Wie die Zusammenarbeit mit ihrem Zusammenarbeit Lektor Martin Kordić sei, wollte Kai Vogt wissen: lange Treffen, nächtliche Telefonanrufe oder erstmal Schweigen? "Ich bin eine Autorin, die möglichst lange gerne alleine arbeitet", bekannte Elmiger. "Ich habe Martin noch nie angerufen, um zu sagen, 'Du musst mir jetzt helfen'. Das Tolle ist, dass wir uns über den Text unterhalten können – für mich ist es wichtig zu sehen, was liest jemand anderes in meinem Text? Zunächst unterhalten Martin und ich uns, erst dann geht um Fragen." Erst jetzt, da sie nicht mehr in Europa lebe, kommunizieren beide über E-Mails, "schöner ist es, direkt sich gegenüberzusitzen. Es ist eine Freundschaft zu Martin, eine gewachsene Beziehung." Bei dem Roman habe sie immer wieder gedacht, irgendwie geht es nicht, und Martin hat gemeint, 'das sagst Du ja immer ...' Es hat gedauert, bis ich gemerkt habe, all das waren wichtige Vorstufen und Recherchen, ohne die ich das Buch nicht hätte schreiben können."

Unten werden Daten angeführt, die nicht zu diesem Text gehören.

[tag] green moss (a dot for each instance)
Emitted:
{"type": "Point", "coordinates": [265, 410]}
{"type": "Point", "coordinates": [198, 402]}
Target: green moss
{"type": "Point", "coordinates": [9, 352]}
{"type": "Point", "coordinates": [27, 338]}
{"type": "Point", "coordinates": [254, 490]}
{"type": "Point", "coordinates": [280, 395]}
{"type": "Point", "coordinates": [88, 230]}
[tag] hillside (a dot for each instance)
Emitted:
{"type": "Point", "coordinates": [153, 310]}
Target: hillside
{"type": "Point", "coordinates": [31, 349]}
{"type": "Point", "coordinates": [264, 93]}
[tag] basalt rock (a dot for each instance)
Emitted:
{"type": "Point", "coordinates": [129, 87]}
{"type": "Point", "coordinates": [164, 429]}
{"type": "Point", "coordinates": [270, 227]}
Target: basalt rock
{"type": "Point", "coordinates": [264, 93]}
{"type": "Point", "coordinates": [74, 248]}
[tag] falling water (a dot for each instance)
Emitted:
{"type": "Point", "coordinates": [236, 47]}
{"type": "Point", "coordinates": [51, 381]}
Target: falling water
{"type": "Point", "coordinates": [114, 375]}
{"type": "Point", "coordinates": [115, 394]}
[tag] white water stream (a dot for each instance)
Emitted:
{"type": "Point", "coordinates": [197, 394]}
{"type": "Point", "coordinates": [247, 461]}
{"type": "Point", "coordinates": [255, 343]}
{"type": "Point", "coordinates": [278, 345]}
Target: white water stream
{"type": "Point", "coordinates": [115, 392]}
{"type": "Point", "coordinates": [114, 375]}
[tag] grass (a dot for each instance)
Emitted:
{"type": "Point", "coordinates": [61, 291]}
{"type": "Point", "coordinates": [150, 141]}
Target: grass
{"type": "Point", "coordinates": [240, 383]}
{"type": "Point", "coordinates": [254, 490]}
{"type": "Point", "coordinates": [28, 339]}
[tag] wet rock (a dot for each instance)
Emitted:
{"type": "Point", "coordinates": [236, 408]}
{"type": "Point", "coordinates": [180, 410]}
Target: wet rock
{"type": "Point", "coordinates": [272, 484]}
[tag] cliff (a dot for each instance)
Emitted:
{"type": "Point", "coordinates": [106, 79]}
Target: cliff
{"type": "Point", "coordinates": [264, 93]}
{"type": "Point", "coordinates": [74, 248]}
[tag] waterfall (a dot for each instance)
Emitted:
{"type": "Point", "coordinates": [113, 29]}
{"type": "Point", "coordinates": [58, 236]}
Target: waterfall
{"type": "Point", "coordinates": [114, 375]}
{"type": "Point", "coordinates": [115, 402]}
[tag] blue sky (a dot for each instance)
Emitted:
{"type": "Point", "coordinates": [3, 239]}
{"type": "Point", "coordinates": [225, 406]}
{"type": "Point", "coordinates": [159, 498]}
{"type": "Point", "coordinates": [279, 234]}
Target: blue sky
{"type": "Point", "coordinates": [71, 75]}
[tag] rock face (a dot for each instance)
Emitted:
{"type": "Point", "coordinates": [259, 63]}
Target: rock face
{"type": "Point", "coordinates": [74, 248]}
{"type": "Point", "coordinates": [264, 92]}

"Dieses Gespann aus Lektorat und Autorin ist essenziell wichtig", erläuterte Verleger Jo Lendle, "vor 15 Jahren haben sie "Einladung an die Waghalsigen" gemacht, und wenn man bedenkt, dass Martin Kordić  und Dorothee Elmiger bis jetzt vier Bücher gemacht haben: Es ist ein andauerndes Gespräch zwischen beiden."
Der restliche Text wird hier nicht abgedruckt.